The Tales That Rocks Can Tell
Rocks can tell great stories to those trained to read their verse. Within their folds and fractures are tales of collisional geological processes responsible for creating massive structures such as the Himalayas or New Hampshire's White Mountains. Under the tutelage of Professor Wally Bothner and with funding from UROP, geology major Jack Loveless is learning how to read Earth's story.
"My research involves examining rocks for evidence of fault formation," Loveless explains, fingering a series of folds in a fist-sized sample. "A fault is a major rock fracture caused by two units moving against each other. The Earth's crust is brittle, so you'll see a series of fractures in faulted rocks at the surface. As you get deeper, the temperature increases and the rock becomes more pliable, creating waves and folds."

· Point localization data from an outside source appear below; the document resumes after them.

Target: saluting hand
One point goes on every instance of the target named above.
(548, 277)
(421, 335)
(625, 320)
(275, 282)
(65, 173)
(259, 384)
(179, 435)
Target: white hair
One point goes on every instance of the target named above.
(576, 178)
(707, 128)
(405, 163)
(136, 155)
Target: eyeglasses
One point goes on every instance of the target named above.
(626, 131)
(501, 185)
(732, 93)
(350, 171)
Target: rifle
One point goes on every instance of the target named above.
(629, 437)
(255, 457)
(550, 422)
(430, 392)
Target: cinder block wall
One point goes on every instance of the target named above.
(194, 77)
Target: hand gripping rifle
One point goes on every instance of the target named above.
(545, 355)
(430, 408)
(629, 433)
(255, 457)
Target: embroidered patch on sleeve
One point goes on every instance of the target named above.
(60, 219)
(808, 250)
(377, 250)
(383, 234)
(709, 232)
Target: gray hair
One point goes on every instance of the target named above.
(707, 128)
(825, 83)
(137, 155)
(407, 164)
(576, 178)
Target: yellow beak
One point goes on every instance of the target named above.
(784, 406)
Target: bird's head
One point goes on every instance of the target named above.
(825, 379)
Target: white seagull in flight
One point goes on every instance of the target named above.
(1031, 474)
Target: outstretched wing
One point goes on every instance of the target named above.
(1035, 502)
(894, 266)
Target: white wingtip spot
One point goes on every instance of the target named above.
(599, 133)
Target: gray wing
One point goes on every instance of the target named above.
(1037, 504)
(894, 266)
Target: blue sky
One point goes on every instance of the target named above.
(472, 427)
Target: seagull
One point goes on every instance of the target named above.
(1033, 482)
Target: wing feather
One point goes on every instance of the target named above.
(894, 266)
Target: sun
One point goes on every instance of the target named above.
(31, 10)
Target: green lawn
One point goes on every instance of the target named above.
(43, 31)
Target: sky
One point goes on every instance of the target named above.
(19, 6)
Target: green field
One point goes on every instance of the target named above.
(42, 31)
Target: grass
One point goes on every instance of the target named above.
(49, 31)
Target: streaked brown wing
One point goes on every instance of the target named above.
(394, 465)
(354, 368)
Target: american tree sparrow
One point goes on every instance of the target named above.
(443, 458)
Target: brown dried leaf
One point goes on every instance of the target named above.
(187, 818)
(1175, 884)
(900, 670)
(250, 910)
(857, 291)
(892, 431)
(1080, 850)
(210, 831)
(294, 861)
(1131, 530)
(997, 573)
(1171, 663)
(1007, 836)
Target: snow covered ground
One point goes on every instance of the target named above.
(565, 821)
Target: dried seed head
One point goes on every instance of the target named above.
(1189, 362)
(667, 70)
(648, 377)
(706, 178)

Loveless is describing a sample from New Hampshire’s Epping quadrangle, a 50-square-mile section of terrain. Within this region is a rock unit called the Calef Member, which is thought to be fault bounded. Loveless examines thin sections of rock samples from this region under a microscope to see if there is increased deformation—stress and strain—concentrated on the fault. By characterizing the rock, he hopes the fault can be more accurately mapped.
"There's a major fault that goes all the way up through Maine called the Norumbega System," says Loveless. "There are smaller faults that diverge off this system like streams off a river. We're trying to find out if the Calef Member is part of that larger system. Confirming this would be a major contribution to the understanding of New England geology."
Loveless, who is headed to graduate school at Cornell University, says he originally planned to study physics, but was drawn to geology because he likes being outdoors.
"I remember taking a course my sophomore year when we spent eight hours per week in the field," says Loveless. " I loved looking at the folds in the rocks and trying to figure out what they meant. From that day I became hooked on structural geology. To make a map from scratch and come up with a finished project that tells a story about the rocks, about that area—that's an unbelievable experience."